Ingesting data into Splunk #706

Closed miquelduranfrigola closed 9 months ago

miquelduranfrigola commented 1 year ago

Background

We have set up a physical Splunk server with the goal of keeping track of all model precalculations. This is a critical step as we scale up the Ersilia Model Hub. For now, the server is not publicly accessible. Please reach out to @miquelduranfrigola if you want to know more.

Ersilia Model TA App

The Ersilia Model TA App is the main monitoring app for the models precalculations in Ersilia. The app ingests data from a remote device. A receiving port (9997) was opened on the all-in-one instance.

Remote device with Splunk Universal Forwarder

Splunk Universal Forwarder is a lightweight version of Splunk used to send data. The following two apps should be placed on every machine with a Splunk Universal Forwarder. All model outputs should go to that same folder structure on each machine to avoid having to modify the inputs app.

An example folder containing this data is available here. Data on this folder should be placed in /var/log/ersilia_data

At the moment, this is installed in a local computer. The goal of this issue is to migrate the ersilia_data folder to the cloud.

Ersilia CLI logger

We have written an RunLogger class that creates an ersilia_runs folder with the data in the format required by Splunk.

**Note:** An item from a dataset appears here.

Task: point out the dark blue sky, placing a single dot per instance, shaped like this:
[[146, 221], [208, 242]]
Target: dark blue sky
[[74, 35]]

In practice, the ersilia_runs folder has exactly the same structure than the ersilia_data folder.

Next steps

My suggestion would be to have a S3 bucket where we store the ersilia_runs. Therefore, at the end of every run (locally, in GitHub Actions, etc.) there data will be uploaded to S3 (if permissions are available). Then, Splunk will monitor the S3 bucket and, whenever a change is made to the S3 bucket, it will be ingested and reflected in the dashboard that we already have.

miquelduranfrigola commented 1 year ago

Update

I have written a placeholder class S3Logger that will be able to upload lake calculations to S3.

Next steps:

honeyankit commented 1 year ago

@miquelduranfrigola You solution is robust here. Since the logs will increase, we need to also consider the below points in future:

Q. Why we are not writing directly to the Splunk? Again, I am thinking from the perspective of latency.

miquelduranfrigola commented 1 year ago

Thanks @honeyankit

These are very important points. The way we have set up Splunk is that it will ingest data cumulatively, so, actually, we can overwrite the logs every time we do a calculation, and Splunk will just ingest the updated log. This means that, from an S3 perspective, costs will be stable and negligible. I hope this makes sense?

In terms of latency, fortunately it is not a concern. We will use the Splunk server mainly for stats purposes (for example, to know how much use we've done of each model, or to provide usage statistics to our funders). So latency is really not a constraint. We will produce this reports on a monthly basis, or even every three months.

The reason why we are using S3 as an "intermediate" is because folks at Splunk already set up the tool for us to read from an "always accessible" folder structure. I don't know how this could be adapted to GitHub Actions. Perhaps more importantly, many times we make calculations from outside GitHub Actions, so in this case S3 becomes a centralized place to deposit the log data.

miquelduranfrigola commented 9 months ago

Update: Harvard T4SG volunteers took over this task and they have delivered a neat solution.

Basically, Ersilia now contains a --track flag that allows us to upload files to an S3 bucket which is eventually monitored by Splunk.

I am closing this issue for now.